‘Avatar 2’ Will Use Underwater Performance Capture
Once again, James Cameron will pioneer new filmmaking technologies in one of his movies. As his sequels to Avatar promise to spend time deep in Pandora’s oceans, Cameron and his crew will now utilize their groundbreaking performance capture technology underwater, according to producer Jon Landau.
“We have kept a team of digital artists on from Avatar in order to test how we can create performance capture underwater,” Landau said during a keynote presentation at the NAB Technology Summit on Cinema, held Sunday. “We could simulate water [in computer graphics], but we can’t simulate the actor’s experience, so we are going to capture performance in a tank.” So stars Sam Worthington and Zoe Saldana may be strapping on pairs of flippers with their motion capture leotards.
Cameron, Landau and their team are seeking to continue pushing the envelope with the Avatar sequels, so shooting in 3D is a must for them. “[Conversion] will never be a comparable choice to native 3D shooting,” said Landau. “As good as conversion can get, it’s two and three quarters 3D and never true 3D.”

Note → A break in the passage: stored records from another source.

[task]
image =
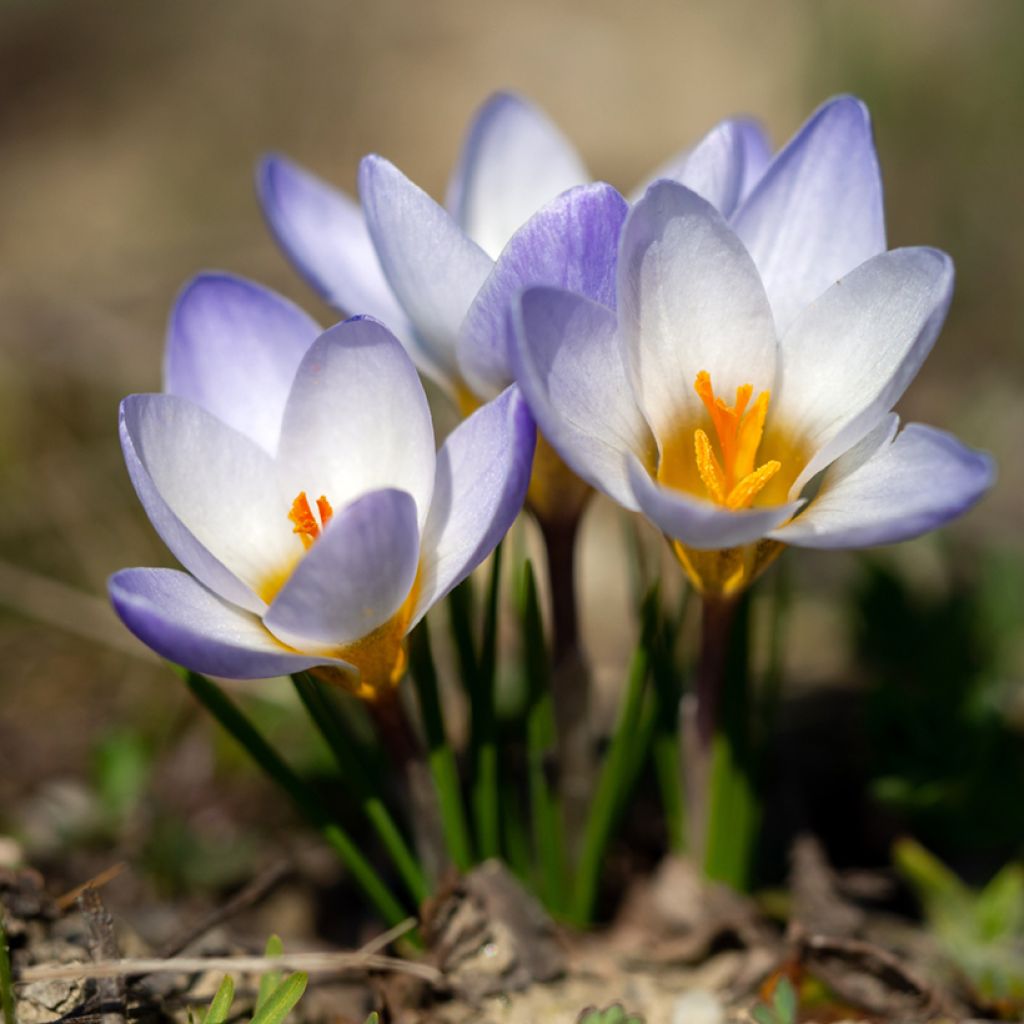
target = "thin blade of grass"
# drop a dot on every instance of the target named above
(282, 1000)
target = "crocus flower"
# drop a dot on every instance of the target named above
(294, 475)
(701, 404)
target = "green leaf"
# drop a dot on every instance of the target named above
(269, 981)
(282, 1000)
(221, 1005)
(785, 1001)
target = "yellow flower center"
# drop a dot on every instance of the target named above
(733, 480)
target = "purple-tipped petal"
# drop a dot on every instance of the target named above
(697, 523)
(689, 299)
(569, 364)
(514, 160)
(232, 347)
(817, 211)
(355, 576)
(357, 420)
(572, 244)
(210, 493)
(323, 231)
(183, 622)
(434, 269)
(887, 489)
(482, 475)
(851, 354)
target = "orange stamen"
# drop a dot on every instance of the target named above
(733, 481)
(305, 522)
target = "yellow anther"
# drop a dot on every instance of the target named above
(711, 472)
(751, 485)
(733, 481)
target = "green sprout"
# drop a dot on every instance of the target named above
(611, 1015)
(274, 1000)
(783, 1006)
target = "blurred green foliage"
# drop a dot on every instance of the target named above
(942, 751)
(981, 931)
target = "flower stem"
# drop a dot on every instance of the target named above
(440, 757)
(236, 723)
(570, 677)
(616, 776)
(726, 814)
(486, 809)
(320, 702)
(546, 811)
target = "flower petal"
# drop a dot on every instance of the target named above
(434, 269)
(482, 474)
(210, 493)
(817, 211)
(887, 489)
(357, 420)
(354, 578)
(697, 523)
(323, 231)
(514, 160)
(183, 622)
(572, 243)
(851, 354)
(569, 364)
(232, 347)
(689, 299)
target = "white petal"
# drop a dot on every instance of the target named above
(325, 235)
(434, 269)
(697, 523)
(689, 299)
(210, 493)
(514, 160)
(851, 354)
(817, 211)
(569, 364)
(886, 489)
(357, 420)
(482, 474)
(183, 622)
(354, 578)
(232, 347)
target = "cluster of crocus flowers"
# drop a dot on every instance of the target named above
(712, 409)
(294, 474)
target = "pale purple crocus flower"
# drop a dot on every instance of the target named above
(294, 475)
(418, 265)
(733, 423)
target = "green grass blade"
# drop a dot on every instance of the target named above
(486, 805)
(270, 980)
(220, 1007)
(6, 979)
(612, 779)
(546, 810)
(282, 1000)
(440, 756)
(236, 723)
(320, 702)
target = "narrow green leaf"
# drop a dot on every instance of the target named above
(282, 1000)
(221, 1005)
(270, 980)
(236, 723)
(440, 756)
(545, 804)
(324, 712)
(6, 980)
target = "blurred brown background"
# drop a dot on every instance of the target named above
(128, 136)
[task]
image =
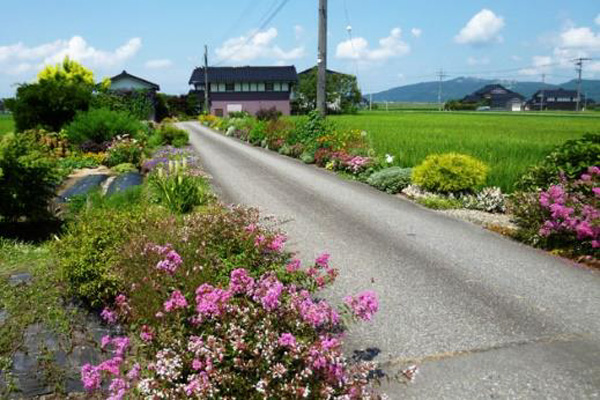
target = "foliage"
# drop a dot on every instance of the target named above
(270, 114)
(124, 168)
(509, 143)
(570, 159)
(178, 188)
(391, 180)
(489, 199)
(92, 243)
(49, 104)
(450, 173)
(170, 135)
(102, 125)
(124, 150)
(138, 103)
(342, 93)
(28, 177)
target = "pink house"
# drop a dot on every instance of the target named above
(247, 89)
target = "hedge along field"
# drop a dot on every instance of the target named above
(508, 143)
(6, 124)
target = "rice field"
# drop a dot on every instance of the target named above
(6, 124)
(508, 143)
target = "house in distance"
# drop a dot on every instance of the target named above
(249, 89)
(497, 97)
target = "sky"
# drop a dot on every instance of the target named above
(386, 43)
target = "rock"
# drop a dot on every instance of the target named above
(125, 181)
(82, 187)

They are also contemplating using the high frame rate (HFR) technology that was employed on The Hobbit: An Unexpected Journey. “We want to take advantage of the technology that people are putting out there to make the next two movies more engaging and visually tantalizing, and wrap up the story arc of our two main characters. What Peter Jackson presented, is what Peter Jackson wanted to present,” Landau said. “Audiences went to The Hobbit expecting the same tone as the Lord of the Rings films, but The Hobbit is a different film with a different story and a different tone, and Peter Jackson made absolutely the right creative choice [in shooting 48fps] for him and should be respected for that.”
So Avatar 2 will combine Cameron’s ambitious filmmaking style with his love of the ocean. Since making The Abyss in 1989, Cameron has filmed the underwater documentaries Ghosts of the Abyss and Aliens of the Deep, and personally been down to the wreckage of the real Titanic multiple times. Last year, he took a dive to the Challenger Deep, the deepest known point on the Earth’s ocean floor, and shot some footage, though Landau denied that had anything to do with the Avatar sequels.
Given the impressive ecosystem that was created for the world above water on Pandora, diving into that world’s oceans could be a real visual treat.
If things improve in the story department, it will be that much better.